This article explains how to build a sustainable memory system for AI agents. The core components include short-term context management, long-term semantic retrieval, importance filtering, and forgetting decay, solving the problem of agents “losing memory” on every conversation turn. Keywords: AI Agent, Memory System, Vector Database.
Technical Specifications at a Glance
| Parameter | Description |
|---|---|
| Language | Python |
| Web/API Style | Integrates with FastAPI / OpenAI SDK |
| Storage Protocol | Local persistence + vector retrieval |
| GitHub Stars | Not provided in the original article |
| Core Dependencies | chromadb, openai, collections, datetime |
| Memory Layers | Short-term memory, summary memory, long-term memory, decay management |
AI Visual Insight: This image illustrates the layered entry points of an agent memory architecture. It is typically used to explain the call relationships among conversational context, summary cache, vector database, and control logic, emphasizing the parallel collaboration between current conversation handling and historical experience recall.

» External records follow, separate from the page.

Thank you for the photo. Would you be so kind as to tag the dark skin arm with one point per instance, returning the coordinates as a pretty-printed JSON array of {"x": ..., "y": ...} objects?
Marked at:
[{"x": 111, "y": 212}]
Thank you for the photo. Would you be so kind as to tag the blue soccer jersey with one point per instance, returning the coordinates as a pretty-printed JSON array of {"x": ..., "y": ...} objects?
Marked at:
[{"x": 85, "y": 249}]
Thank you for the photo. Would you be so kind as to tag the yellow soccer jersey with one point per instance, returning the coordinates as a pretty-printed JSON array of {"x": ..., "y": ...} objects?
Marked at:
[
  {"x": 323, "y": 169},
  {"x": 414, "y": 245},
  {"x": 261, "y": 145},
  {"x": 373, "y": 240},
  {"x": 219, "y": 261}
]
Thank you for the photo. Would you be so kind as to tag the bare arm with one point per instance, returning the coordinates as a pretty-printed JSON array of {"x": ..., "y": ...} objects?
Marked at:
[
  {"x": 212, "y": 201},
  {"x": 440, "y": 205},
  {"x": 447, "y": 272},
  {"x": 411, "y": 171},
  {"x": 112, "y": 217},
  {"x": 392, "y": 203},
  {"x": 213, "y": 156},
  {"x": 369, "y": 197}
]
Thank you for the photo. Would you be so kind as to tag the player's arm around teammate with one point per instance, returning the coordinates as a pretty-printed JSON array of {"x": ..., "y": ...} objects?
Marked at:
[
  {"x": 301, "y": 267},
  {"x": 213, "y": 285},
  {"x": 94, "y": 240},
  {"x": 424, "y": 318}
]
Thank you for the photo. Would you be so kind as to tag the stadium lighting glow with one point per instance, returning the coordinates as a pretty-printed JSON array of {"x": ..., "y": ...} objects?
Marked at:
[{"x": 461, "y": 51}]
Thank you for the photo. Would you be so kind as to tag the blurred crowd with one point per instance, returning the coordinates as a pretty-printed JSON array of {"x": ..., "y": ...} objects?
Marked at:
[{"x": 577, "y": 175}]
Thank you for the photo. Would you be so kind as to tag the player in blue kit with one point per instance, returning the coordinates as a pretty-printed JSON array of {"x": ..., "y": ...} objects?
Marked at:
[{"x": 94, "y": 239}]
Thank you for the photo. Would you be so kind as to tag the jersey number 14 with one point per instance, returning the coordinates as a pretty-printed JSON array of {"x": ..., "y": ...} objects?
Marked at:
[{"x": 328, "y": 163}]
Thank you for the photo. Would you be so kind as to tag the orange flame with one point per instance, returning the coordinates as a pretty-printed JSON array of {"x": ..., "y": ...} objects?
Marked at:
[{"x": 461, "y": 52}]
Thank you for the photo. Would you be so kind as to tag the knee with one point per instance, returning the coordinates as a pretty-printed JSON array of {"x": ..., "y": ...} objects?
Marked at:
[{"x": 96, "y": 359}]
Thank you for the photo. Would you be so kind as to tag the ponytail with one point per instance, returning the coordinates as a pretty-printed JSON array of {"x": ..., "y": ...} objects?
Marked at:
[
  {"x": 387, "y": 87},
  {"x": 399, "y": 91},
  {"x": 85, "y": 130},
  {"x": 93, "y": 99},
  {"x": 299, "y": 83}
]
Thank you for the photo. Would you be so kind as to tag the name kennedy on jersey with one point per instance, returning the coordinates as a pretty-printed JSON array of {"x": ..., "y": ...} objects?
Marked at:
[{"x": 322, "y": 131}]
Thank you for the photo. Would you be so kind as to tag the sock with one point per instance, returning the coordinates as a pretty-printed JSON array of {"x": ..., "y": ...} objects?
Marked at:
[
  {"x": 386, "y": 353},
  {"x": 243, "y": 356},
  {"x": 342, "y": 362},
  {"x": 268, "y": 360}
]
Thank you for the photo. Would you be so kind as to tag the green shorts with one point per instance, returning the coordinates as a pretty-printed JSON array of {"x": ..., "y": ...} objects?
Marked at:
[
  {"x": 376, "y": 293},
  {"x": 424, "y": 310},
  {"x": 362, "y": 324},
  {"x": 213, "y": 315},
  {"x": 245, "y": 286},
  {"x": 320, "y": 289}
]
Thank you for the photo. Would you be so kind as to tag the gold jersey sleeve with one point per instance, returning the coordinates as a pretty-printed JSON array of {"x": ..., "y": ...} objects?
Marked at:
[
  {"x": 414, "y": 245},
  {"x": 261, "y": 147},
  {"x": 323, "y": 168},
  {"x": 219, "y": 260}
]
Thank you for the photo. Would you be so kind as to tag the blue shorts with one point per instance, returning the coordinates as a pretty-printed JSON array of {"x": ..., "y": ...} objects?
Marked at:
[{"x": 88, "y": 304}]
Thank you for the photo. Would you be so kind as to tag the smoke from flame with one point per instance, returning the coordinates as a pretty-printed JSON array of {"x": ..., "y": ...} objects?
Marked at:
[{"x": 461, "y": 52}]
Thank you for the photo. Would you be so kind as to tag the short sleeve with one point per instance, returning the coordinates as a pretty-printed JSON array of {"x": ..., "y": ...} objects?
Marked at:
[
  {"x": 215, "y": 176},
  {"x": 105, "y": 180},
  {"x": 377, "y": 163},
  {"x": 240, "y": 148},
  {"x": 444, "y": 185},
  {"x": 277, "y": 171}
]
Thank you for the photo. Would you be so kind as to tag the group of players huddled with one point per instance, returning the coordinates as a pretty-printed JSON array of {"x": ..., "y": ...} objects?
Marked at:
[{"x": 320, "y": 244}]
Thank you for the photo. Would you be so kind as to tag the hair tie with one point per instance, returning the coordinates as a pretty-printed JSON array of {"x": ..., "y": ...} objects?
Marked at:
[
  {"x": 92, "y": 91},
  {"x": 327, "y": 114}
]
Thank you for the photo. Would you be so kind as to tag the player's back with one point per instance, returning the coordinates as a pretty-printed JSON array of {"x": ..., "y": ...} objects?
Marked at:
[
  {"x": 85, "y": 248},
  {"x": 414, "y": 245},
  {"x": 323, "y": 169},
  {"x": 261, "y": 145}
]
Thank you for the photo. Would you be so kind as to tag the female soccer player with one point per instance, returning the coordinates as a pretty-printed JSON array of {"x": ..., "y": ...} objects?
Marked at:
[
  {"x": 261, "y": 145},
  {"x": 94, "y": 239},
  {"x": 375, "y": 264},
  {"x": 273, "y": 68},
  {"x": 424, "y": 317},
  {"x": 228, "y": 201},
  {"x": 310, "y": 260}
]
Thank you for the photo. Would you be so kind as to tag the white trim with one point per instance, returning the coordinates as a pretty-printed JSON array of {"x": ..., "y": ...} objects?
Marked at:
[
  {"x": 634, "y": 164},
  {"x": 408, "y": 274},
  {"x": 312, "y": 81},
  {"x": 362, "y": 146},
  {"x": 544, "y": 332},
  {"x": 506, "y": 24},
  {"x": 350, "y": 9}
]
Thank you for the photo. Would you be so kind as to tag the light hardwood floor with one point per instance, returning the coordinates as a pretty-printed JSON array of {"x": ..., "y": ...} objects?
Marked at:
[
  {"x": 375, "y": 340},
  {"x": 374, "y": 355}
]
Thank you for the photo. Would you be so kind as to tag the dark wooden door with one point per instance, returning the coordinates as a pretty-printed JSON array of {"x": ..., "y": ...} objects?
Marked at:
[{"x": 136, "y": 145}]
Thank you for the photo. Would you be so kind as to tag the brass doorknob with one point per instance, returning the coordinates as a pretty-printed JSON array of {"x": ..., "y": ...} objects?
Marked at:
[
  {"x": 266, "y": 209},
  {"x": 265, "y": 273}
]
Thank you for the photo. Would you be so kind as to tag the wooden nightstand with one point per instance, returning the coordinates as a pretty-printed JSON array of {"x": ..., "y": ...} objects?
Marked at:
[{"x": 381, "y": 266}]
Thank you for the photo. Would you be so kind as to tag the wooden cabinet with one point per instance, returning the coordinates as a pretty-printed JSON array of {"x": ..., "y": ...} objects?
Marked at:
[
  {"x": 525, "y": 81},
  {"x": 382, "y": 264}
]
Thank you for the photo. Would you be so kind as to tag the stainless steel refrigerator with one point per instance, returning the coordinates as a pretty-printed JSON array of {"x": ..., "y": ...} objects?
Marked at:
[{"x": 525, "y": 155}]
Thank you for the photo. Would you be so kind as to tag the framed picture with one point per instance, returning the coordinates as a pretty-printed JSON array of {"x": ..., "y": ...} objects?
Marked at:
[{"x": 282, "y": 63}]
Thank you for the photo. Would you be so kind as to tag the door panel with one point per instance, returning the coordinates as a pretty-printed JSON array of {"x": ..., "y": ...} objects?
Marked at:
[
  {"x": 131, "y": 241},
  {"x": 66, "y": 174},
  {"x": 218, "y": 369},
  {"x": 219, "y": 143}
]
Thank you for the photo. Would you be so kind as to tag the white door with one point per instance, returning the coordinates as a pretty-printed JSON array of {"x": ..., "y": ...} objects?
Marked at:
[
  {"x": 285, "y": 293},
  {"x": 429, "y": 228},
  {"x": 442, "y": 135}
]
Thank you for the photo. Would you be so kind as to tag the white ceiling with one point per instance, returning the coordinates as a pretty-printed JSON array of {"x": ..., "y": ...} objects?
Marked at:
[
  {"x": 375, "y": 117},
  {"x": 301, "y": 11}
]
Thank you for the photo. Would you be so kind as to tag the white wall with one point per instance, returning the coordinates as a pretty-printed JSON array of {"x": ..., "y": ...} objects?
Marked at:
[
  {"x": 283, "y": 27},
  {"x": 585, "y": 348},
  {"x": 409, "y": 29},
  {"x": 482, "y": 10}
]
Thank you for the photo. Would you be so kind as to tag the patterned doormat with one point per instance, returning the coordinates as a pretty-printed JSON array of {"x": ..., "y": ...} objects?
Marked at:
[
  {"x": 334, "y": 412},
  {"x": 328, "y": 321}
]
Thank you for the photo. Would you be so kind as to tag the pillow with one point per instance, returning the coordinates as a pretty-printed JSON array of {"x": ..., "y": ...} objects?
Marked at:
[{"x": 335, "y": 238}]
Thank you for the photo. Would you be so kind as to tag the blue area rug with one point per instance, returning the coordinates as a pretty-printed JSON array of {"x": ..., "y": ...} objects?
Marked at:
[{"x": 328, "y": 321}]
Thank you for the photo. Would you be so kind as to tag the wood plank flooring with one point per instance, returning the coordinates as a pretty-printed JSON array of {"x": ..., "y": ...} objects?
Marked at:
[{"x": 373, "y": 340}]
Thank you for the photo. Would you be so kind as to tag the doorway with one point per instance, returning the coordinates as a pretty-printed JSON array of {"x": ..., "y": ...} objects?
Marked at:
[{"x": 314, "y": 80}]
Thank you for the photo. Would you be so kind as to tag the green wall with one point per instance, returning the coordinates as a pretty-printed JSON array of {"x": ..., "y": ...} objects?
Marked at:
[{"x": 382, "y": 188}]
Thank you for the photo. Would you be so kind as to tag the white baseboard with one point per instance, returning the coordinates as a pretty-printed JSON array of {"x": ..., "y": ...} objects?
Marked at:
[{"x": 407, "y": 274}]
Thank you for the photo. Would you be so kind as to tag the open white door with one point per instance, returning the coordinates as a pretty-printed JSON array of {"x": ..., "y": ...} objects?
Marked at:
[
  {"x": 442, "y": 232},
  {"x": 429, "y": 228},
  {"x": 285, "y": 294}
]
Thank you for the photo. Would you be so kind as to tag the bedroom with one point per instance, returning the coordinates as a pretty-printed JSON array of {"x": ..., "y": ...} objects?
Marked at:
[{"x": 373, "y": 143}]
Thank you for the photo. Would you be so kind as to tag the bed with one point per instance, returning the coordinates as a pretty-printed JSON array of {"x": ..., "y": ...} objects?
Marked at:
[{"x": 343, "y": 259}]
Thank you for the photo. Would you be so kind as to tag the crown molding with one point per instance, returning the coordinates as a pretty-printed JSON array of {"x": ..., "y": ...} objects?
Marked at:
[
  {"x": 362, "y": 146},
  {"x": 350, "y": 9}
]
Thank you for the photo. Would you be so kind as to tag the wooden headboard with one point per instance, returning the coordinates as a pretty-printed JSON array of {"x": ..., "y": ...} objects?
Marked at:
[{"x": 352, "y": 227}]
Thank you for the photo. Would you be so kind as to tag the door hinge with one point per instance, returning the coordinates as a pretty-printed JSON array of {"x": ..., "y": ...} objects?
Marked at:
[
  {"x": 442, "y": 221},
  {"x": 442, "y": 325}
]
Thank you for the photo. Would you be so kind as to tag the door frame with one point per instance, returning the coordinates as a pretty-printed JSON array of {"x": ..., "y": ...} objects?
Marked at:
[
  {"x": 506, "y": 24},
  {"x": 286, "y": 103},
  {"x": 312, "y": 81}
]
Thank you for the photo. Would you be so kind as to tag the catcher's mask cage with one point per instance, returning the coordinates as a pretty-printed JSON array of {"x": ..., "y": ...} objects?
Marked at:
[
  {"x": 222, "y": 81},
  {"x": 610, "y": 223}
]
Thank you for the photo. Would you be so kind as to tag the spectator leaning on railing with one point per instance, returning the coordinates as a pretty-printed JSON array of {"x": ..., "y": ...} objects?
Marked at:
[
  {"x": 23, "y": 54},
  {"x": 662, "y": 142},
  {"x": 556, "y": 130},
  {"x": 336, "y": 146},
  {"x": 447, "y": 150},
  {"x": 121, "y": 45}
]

AI agents must support layered memory capabilities.
No matter how large the model context window becomes, it cannot replace stable memory. Pure context concatenation increases cost, slows response time, and prevents an agent from carrying user preferences, decisions, and facts across sessions.
The goal of multi-layer memory is not to preserve every conversation in full. Instead, it organizes information by value: recent messages stay in raw form, older content is compressed into summaries, key facts move into long-term memory, and low-value information gradually fades away.
Human memory and agent memory can be mapped directly.
| Human Memory | Agent Equivalent | Purpose | Storage Method |
|---|---|---|---|
| Sensory Memory | Input Buffer | Temporarily hold input | In-memory queue |
| Short-Term Memory | Working Memory | Maintain current context | Conversation list |
| Long-Term Memory | Semantic Memory | Persist knowledge and preferences | ChromaDB / Pinecone |
| Episodic Memory | Event Log | Record specific experiences | JSON / SQLite |
| Procedural Memory | Tool Capability | Remember what the agent can do | Tool registry |
Short-term memory is best managed with a sliding window to control cost.
A sliding window is the lowest-cost implementation strategy. The core idea is to keep only the most recent N messages, then apply a token limit check when retrieving context so the request payload does not grow without bound.
from collections import deque
class ShortTermMemory:
"""Short-term memory based on a sliding window"""
def __init__(self, max_messages: int = 20):
self.messages = deque(maxlen=max_messages) # Keep only the most recent N messages
def add(self, role: str, content: str):
self.messages.append({
"role": role,
"content": content,
"token_count": len(content) // 4 # Rough token estimate for Chinese text
})
def get_context(self, max_tokens: int = 4000):
result, current = [], 0
for msg in reversed(self.messages):
if current + msg["token_count"] > max_tokens: # Stop backfilling when the limit is reached
break
result.insert(0, {"role": msg["role"], "content": msg["content"]})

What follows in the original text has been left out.